This morning I received an email with some judges’ comments from a competition (an APA, it did okay). One of the comments was “diacetyl”, which I don’t find at all when I taste it. Nor did I detect diacetyl when I took the BJCP exam where they doctored the one of the test beers with it. Is there a widely available commercial beer that just screams DIACETYL that will let me know once and for all if I’m “diacetyl blind”?
an APA may have some caramel in it which many will mistake for diacetyl.
Sometimes I have trouble tasting diacetyl, but I can nearly always detect it as a slickness on the roof of my mouth.
Yeah, only one of the two judges’ ticked the diacetyl box on the scoresheet. The grain bill was roughly 82% pale malt, 12% honey malt, and 6% Victory malt. There’s a definite honey-like (shocking!) malty sweetness to it, but nothing I would describe as “caramelly” and I didn’t notice any type of slickness associated with diacetyl. Luckily, I have one bottle of it left so I can look for it one last time.
You could pick up some Samuel Smith’s Pale Ale. Most people can recognize diacetyl in that beer. Shipyard beers usually have it.

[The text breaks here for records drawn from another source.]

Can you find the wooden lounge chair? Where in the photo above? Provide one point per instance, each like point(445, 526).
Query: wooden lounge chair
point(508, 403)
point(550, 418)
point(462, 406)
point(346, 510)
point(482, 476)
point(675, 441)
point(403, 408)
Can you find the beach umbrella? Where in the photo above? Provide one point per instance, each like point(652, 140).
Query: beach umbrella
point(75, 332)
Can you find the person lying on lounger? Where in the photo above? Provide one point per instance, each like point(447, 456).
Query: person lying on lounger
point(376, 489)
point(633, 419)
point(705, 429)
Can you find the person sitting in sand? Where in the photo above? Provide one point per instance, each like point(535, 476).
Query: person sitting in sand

Or buy some artificial butter in the popcorn section of the grocery and sniff that for a real hit.
At the homebrew club meeting last night I had my first noticeably diactyl’d beer. It tasted just like artificial popcorn butter. It was super weird. I’m not sure I’d be able to pick out a low-level of diacetyl, though.
I think about 10% of folks can’t smell or taste it.
You can put a sample of the beer in the microwave for 20 seconds and see if that brings out the diacetyl. I have a medium to medium high threshold.
I have had diacetyl beer at club meetings, which makes me believe that the brewer must have had a higher diacetyl threshold than me.
There is one guy in the club who says he is blind to diacetyl - well he does say he can pick it up in theater popcorn.
There is another guy in the club that is hypersensitive to diacetyl, but says he is blind to DMS. Rolling Rock tastes like any other adjunct lager to him.
We are all diffentent. That is why there has to be more than 1 judge on a panel.
You know, I was wondering if there was a commercial beer that was a good example of DMS to calibrate my palate. I haven’t had the Rock in ages. I’ll have to check it out.
In BJCP class we had some. It was creamed corn to me. Considered part of the Brands flavor, though a defect by most anyone else.
I percieve DMS as a baked bean-y aroma in my beers. I brew belgians, use primarily pils and boil for 90min. I immersion chill it down to 140-ish before i cover the pot. This time I whirlpooled hops for 15 min before cooling and no Van Camps in finished beer…hmmm
I did a doctored beer segment for our beer club and used artificial butter flavoring, which can be found in most grocery stores in the spices section. I used a Bud Light as the base beer, because it is pretty much free of any taste so lends itself to being doctored. Just a few drops in a BL and you will get the flavor.
Shipyard beers usually have it.
Sea dog and Shipyard beers, and most anything they contract brew, like the Gritty McDuff beers, are usually loaded with diacetyl.
Unfortunately, I’m very sensitive to it and it tastes foul to me. It is a useful trait to have as a brewer, though.
I am very sensitive to diacetyl. Used to be that Redhook ESB was loaded with it, but I don’t know if that is the case any longer. I brewed a kolsch a couple months ago that is slightly tainted with diacetyl (it was one that I had trouble raising over 58 degrees due to my weird method of fermenting it in my cold room). I can’t drink it. My wife says it is delicious.
anything from Middle Ages screams diacetyl.
anything from Middle Ages screams diacetyl.